Asian Development Bank (ADB) on Thursday said it has approved a USD 200 million loan for improving road infrastructure in 34 districts of Maharashtra to better connect rural areas with markets and services. Roads in rural areas would be upgraded to all-weather standards which will boost links between local residents and economic centres across the state, the ADB said.
It highlighted that Maharashtra accounted for almost 15 per cent of the gross domestic product in 2016-17. However, economic development is concentrated around the urban centres of Mumbai, Pune, and Thane. About 20 million people, or 17 per cent of the state’s population, still live below the national poverty line, while in some districts — particularly in rural areas — it is as high as 40 per cent, it said.
“The upgraded roads under the ADB project will boost links between local residents, productive agricultural land, and economic centers across the state,” said ADB Principal Portfolio Management Specialist Sanath Ranawana. Improving farmers’ access to markets will in turn help boost agricultural productivity and incomes as well as promote investment in agribusiness and agriculture value chain infrastructure, the official said.
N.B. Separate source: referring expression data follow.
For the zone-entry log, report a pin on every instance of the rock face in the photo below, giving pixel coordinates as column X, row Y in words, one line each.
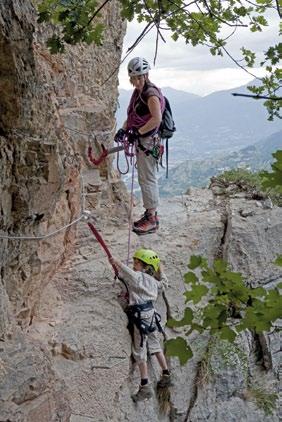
column 65, row 352
column 43, row 99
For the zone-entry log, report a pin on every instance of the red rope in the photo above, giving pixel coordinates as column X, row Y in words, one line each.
column 99, row 160
column 103, row 244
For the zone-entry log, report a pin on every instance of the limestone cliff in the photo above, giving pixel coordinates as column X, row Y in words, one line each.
column 64, row 347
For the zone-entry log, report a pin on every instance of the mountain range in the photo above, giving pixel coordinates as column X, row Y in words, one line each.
column 198, row 172
column 216, row 123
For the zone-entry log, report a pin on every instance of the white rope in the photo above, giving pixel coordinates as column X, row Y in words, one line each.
column 104, row 132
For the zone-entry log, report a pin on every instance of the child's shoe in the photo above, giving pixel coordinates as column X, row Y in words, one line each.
column 165, row 381
column 145, row 392
column 149, row 223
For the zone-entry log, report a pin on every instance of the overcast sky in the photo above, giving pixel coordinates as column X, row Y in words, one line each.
column 194, row 69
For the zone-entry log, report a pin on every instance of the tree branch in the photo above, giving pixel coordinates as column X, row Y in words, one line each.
column 216, row 42
column 212, row 14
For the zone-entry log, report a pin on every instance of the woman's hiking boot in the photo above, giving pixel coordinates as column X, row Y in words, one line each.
column 148, row 223
column 145, row 392
column 165, row 381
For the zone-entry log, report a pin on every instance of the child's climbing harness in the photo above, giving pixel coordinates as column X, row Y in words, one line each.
column 134, row 313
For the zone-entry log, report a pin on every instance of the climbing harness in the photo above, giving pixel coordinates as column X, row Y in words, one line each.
column 134, row 314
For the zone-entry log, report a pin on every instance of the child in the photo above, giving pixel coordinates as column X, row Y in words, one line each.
column 144, row 282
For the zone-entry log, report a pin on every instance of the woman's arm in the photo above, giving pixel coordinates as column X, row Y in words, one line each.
column 156, row 115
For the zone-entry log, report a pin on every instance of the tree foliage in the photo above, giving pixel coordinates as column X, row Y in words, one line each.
column 226, row 305
column 199, row 22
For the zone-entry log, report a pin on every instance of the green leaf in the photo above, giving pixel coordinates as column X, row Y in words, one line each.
column 220, row 266
column 195, row 262
column 227, row 334
column 196, row 294
column 178, row 347
column 190, row 278
column 278, row 261
column 186, row 320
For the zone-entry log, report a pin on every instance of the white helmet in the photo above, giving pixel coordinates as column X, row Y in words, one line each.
column 138, row 66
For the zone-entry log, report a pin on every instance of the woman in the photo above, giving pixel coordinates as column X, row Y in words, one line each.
column 144, row 116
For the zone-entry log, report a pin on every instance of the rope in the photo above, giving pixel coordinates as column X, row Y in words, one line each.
column 99, row 160
column 104, row 246
column 130, row 214
column 104, row 132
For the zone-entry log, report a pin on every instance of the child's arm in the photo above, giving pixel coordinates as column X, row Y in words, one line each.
column 124, row 271
column 163, row 283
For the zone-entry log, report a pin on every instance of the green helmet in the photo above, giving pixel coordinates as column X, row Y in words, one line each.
column 148, row 257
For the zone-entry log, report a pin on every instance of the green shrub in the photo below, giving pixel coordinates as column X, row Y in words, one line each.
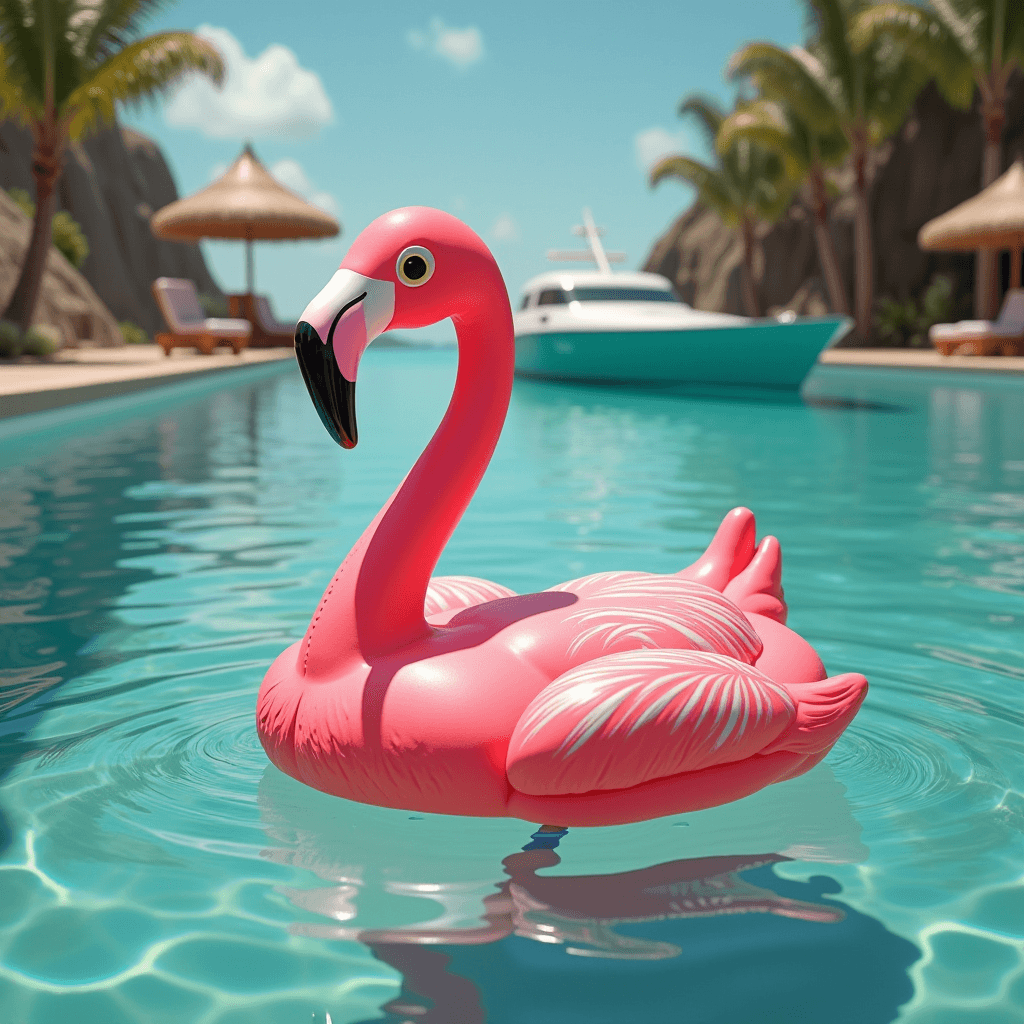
column 69, row 239
column 13, row 343
column 65, row 230
column 904, row 325
column 133, row 334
The project will also work with the rural infrastructure agency, the Maharashtra Rural Road Development Association (MRRDA), to develop road safety, road asset management, contract management, and climate resilient design. Accompanying the loan is a technical assistance grant of USD 1 million to support MRRDA to improve its management performance in these areas.
Outreach for road users will be carried out in the state to build awareness of road safety, gender issues including human trafficking, and enhancing women’s road construction and maintenance skills. The total cost of the project is USD 296 million, of which the government will provide USD 96 million. It is due for completion at the end of September 2024.
Maharashtra’s agriculture accounts for about 47 per cent of employment, engages as much as 79 per cent of the rural labour force, and contributes 11 per cent to the state gross domestic product. “However, this contribution is falling. Farmers face persistent crop losses due to the variable climate and limited access to processing and storage facilities, resulting in high levels of debts and even farmer suicides,” ADB said.